Computational Insights into the Formation and Structure of S–N Containing Cyclic Peptides

[Image: see text] Cyclic peptides are known to have biologically important roles and may also be applicable to the pharmaceutical and other industries. Furthermore, thiols and amines, which are found throughout biological systems, can react to form S–N bonds and to date, ∼100 biomolecules containing such a bond have been identified. However, while there are in principle numerous S–N containing peptide-derived rings possible, only a few are presently known to occur in biochemical systems. Density functional theory-based calculations have been used to consider the formation and structure of S–N containing cyclic peptides from systematic series of linear peptides in which a cysteinyl has first been oxidized to a sulfenic or sulfonic acid. In addition, the possible effect of the cysteine’s vicinal residue on the free energy of formation has also been considered.
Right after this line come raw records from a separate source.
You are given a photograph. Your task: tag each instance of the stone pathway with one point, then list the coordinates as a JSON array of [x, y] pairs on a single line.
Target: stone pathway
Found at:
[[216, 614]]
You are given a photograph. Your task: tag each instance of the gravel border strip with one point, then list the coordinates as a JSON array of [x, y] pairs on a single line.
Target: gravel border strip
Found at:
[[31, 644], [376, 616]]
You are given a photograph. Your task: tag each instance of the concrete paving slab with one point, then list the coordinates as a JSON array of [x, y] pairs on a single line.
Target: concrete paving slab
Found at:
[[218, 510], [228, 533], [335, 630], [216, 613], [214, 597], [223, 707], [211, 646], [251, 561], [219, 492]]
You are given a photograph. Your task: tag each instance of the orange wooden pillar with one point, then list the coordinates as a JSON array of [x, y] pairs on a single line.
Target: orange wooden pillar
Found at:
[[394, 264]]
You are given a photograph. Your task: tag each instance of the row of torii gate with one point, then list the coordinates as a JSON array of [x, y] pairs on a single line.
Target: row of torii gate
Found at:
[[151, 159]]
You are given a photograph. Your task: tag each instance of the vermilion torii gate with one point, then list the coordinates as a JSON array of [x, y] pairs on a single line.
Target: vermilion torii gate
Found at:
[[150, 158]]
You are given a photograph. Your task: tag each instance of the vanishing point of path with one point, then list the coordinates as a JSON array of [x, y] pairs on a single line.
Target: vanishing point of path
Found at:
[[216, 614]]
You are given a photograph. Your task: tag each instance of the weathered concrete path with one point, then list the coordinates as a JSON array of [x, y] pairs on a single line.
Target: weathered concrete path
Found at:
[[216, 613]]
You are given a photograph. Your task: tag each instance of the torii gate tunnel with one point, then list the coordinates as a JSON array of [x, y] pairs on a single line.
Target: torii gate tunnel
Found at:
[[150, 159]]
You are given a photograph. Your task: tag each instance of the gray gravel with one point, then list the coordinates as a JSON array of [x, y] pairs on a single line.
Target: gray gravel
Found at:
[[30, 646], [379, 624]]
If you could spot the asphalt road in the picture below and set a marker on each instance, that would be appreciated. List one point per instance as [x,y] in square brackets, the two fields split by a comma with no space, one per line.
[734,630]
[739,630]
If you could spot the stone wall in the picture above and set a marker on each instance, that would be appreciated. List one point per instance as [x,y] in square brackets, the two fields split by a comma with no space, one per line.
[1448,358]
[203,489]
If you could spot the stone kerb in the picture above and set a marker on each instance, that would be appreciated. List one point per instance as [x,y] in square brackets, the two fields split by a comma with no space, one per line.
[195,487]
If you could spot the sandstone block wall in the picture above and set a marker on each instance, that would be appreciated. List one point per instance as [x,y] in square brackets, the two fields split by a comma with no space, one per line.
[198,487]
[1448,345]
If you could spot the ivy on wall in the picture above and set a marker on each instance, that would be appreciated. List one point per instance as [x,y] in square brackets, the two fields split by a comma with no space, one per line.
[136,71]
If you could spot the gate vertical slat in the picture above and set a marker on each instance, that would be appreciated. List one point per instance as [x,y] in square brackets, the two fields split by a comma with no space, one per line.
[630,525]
In general, when the cysteine is first oxidized to a sulfenic acid, only the formation of smaller S–N containing rings is calculated to be exergonic in aqueous solution. In contrast, when the cysteine is first oxidized to a sulfonic acid, the formation of all rings considered (with one exception) is calculated to be endergonic in aqueous solution. The nature of vicinal residue can influence ring formation through stabilizing or destabilizing intramolecular interactions.